Security and intelligence cooperation are expected to feature heavily during talks in the UK.
“The British and Saudi people, along with the rest of the world, will be much safer if you have a strong relationship with Saudi Arabia,” the crown prince said.
He said the job at hand was to promote a “more moderate Islam,” to counter the “extremists and the terrorists (who) are linked through spreading their agenda.”
Economic growth in Saudi Arabia would benefit the rest of the Middle East, which would help to defeat extremism.
He dismissed claims that the Saudi government’s current stance against Iran and Qatar could potentially provoke new regional conflict.

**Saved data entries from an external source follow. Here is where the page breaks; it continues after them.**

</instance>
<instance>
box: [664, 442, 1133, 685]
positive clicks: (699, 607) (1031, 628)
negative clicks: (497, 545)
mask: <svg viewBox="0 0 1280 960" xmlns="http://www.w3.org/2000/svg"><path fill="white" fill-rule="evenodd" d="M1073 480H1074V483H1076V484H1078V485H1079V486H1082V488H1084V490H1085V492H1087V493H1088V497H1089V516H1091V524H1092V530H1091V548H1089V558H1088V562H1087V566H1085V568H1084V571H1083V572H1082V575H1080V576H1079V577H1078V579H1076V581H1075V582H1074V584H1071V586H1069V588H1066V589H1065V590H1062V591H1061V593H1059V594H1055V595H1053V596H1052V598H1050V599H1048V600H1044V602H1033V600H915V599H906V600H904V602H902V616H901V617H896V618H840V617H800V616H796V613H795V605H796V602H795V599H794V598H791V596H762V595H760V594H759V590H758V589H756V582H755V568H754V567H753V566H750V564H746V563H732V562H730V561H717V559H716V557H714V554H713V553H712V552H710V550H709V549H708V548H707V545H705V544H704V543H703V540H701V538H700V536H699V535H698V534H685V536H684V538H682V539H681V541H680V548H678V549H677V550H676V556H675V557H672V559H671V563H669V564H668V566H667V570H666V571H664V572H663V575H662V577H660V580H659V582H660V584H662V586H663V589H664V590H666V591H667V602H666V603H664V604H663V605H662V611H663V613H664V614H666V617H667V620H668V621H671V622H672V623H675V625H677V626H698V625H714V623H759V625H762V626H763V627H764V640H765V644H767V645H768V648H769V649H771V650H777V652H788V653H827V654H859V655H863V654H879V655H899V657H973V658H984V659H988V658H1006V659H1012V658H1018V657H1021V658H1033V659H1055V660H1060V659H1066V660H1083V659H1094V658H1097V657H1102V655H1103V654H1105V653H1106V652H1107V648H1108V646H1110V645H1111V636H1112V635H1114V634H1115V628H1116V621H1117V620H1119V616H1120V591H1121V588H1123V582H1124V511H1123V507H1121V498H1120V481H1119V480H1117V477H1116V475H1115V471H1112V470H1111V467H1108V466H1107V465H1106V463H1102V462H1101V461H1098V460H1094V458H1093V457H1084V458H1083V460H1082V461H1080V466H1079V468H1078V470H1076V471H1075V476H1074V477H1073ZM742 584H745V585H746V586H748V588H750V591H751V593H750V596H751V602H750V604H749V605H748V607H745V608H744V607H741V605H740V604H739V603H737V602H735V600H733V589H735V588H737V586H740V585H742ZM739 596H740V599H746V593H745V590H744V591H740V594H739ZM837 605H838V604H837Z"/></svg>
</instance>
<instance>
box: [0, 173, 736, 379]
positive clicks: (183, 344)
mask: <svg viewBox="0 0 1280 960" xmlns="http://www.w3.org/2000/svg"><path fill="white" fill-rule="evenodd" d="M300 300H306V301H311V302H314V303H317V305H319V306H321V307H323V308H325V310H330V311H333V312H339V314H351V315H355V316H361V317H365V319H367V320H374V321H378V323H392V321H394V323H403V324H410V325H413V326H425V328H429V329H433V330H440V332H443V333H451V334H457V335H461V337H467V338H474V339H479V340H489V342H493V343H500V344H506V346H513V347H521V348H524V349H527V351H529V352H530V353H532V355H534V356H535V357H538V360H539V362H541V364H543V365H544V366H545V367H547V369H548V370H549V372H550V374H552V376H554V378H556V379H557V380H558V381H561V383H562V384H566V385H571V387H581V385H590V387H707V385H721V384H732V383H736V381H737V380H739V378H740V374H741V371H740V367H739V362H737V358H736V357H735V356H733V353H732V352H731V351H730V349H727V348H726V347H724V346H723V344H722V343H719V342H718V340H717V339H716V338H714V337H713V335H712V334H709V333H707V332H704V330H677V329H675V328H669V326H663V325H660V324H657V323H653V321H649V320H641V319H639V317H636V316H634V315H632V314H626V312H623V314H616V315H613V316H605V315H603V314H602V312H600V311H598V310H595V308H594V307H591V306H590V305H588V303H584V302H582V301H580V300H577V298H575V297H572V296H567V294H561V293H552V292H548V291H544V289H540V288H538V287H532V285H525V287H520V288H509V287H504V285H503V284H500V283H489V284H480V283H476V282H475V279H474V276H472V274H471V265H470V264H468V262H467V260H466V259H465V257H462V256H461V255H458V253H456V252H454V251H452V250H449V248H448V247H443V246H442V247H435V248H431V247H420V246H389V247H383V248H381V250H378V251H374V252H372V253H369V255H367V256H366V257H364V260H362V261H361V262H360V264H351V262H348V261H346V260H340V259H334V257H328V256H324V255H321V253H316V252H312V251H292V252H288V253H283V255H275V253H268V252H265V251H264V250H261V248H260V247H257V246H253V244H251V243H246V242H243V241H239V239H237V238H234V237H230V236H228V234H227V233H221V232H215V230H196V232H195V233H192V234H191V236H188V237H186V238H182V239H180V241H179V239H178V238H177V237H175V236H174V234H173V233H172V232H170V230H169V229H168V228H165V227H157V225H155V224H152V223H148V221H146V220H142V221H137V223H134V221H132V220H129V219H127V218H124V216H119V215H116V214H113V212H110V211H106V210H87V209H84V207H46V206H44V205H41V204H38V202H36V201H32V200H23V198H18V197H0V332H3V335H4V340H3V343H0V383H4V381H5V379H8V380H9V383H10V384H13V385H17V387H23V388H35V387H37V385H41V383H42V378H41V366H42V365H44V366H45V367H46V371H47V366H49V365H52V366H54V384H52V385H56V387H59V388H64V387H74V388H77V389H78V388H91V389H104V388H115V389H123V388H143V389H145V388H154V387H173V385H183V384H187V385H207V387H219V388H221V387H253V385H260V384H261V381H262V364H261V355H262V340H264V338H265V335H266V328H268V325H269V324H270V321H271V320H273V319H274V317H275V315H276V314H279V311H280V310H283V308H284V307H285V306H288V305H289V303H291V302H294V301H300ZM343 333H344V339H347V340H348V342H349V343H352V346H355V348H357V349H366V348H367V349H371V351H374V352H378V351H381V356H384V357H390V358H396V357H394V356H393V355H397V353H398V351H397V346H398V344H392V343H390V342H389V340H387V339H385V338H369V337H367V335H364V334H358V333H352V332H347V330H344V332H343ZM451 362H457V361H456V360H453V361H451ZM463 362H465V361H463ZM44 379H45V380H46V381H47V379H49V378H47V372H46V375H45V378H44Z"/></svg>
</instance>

Britain was “very supportive” of the Kingdom’s concerns over Iran and other regional security issues, he said.
Before leaving Egypt, Crown Prince Mohammed visited Al-Azhar, the world’s leading seat of learning for Sunni Muslims.
Accompanied by Sheikh Ahmad Al-Tayyeb, the Grand Imam, he was shown the completed restoration work carried out on Al-Azhar Mosque.
The three-year project was financed by a grant from Saudi Arabia. The mosque, built in the 10th century, is now part of a sprawling university, which teaches Islam as well as secular subjects, and a nationwide network of schools.
Hundreds of Al-Azhar students met the crown prince and Egypt’s President, Abdel Fattah El-Sisi.
During the trip, Crown Prince Mohammed visited the main Christian cathedral in Cairo and met the head of the Coptic church. He also toured infrastructure projects and the Suez canal and attended a play at Cairo Opera House.
The two countries signed deals linked to investment funds and the building of a project in Sinai connected to Saudi Arabia’s Neom megacity project.